Nor has it satisfied the financial markets, which are insisting on far more brutal measures to decimate social spending. This week, the Wall Street credit ratings agency S&P demanded “more forceful fiscal policy decisions,” warning that Australia’s AAA credit rating was at risk.

Yesterday’s Australian Financial Review editorial again vented the frustration in ruling circles. It denounced the 0.06 percent levy imposed on the five major Australian-based banks, which was a transparent ploy by the government to put a “fairness” gloss on the budget. “It is an attempt to fix the government’s budget woes not through disciplined reform but with an arbitrary money grab under the cover of populist politics,” the editorial declared. “How did it come to this?”

The capitalist elite backed Turnbull, a multi-millionaire former merchant banker, when he ousted his predecessor Tony Abbott as Liberal Party leader in September 2015. Turnbull promised to provide the “economic leadership” required to inflict the social spending cuts and attacks on working conditions that Abbott had proved unable to deliver.
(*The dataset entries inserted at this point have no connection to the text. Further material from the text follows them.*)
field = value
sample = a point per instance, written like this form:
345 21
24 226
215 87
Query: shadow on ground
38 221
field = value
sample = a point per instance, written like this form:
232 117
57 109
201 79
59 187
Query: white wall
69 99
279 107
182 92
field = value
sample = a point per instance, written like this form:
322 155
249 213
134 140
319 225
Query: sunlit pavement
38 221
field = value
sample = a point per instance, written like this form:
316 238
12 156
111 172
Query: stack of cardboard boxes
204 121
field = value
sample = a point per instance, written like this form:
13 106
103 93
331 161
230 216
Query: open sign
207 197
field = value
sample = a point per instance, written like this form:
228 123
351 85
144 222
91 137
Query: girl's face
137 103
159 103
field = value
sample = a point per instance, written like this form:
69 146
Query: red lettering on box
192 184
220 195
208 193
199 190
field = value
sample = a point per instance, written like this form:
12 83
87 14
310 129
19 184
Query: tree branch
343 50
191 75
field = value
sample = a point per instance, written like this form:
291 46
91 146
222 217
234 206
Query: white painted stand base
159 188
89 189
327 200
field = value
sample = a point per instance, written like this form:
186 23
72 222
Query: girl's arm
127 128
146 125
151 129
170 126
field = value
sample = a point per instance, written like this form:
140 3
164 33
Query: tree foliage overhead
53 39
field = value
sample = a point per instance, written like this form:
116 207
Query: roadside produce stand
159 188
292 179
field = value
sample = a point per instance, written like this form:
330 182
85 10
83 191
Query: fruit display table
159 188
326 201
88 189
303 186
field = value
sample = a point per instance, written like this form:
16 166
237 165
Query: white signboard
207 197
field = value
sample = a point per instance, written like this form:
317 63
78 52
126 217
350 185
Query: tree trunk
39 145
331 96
Increasingly, the conclusion is being drawn in the corporate and media boardrooms that Turnbull has failed as well, generating fractures throughout the parliamentary order.

There are open rifts within the government’s own ranks. That was highlighted on Thursday when Abbott, speaking from Israel, provocatively defended his government’s 2014–15 budget as the “gold standard” and branded the latest budget as “second-best.” Abbott denounced the Senate for obstructing the 2014–15 budget and reiterated his call for a constitutional amendment to reduce the Senate’s power.
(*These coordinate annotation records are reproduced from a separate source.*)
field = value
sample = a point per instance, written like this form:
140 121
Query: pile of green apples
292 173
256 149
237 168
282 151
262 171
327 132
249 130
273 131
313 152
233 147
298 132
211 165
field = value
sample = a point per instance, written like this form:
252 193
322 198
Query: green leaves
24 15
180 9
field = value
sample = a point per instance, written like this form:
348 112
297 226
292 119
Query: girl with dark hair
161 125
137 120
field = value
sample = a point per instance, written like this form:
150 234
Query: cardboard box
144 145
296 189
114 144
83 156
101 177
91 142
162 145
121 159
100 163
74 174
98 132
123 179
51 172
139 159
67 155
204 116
Earlier this year, one of Abbott’s former protégés, Senator Cory Bernardi, split from the Liberal Party to launch the Australian Conservatives, adding another right-wing party to the political turmoil, alongside Senator Pauline Hanson’s anti-immigrant One Nation and Senator Nick Xenophon’s protectionist Nick Xenophon Team.

Divisions have also erupted in the Labor Party, whose polling results also remain at low levels. Former Deputy Prime Minister Anthony Albanese this week challenged Labor leader Bill Shorten’s response to the budget. In his budget-reply speech, Shorten, a right-wing ex-trade union boss, rebuffed an obvious plea by the government for a bipartisan front to push the budget through parliament.

Shorten denied claims the budget was “Labor lite” because it went part way to accepting Labor’s own cost-cutting schools, health care and disability funding plans. Acutely aware of the social unrest and fearing being further discredited along with the government, Shorten accused the government of giving “tax cuts to millionaires” while increasing the tax burden for low and middle income earners—even though he spearheaded similar measures while a Labor government minister.

By contrast, Albanese, who was the Labor “left” faction’s candidate for the party leadership against Shorten, after Labor’s landslide 2013 election defeat, told a Transport Workers Union meeting that the budget was an “overwhelming victory” for Labor and “the broader labour movement.” The government had decided to “embrace Labor values on some core issues.”

Albanese’s statements underscore the pro-business character of Labor’s “core values.” They were also a clear pitch to the ruling class for Labor to be returned to office as a more reliable political mechanism, in partnership with the trade unions, to implement the dictates of the money markets.

None of the contending factions has any difference with imposing the program of austerity, war and erosion of basic democratic rights. The working class, however, so far remains politically sidelined. It must intervene on the basis of a socialist program to resolve the economic, social and political crisis in its interests, not those of the wealthy elite.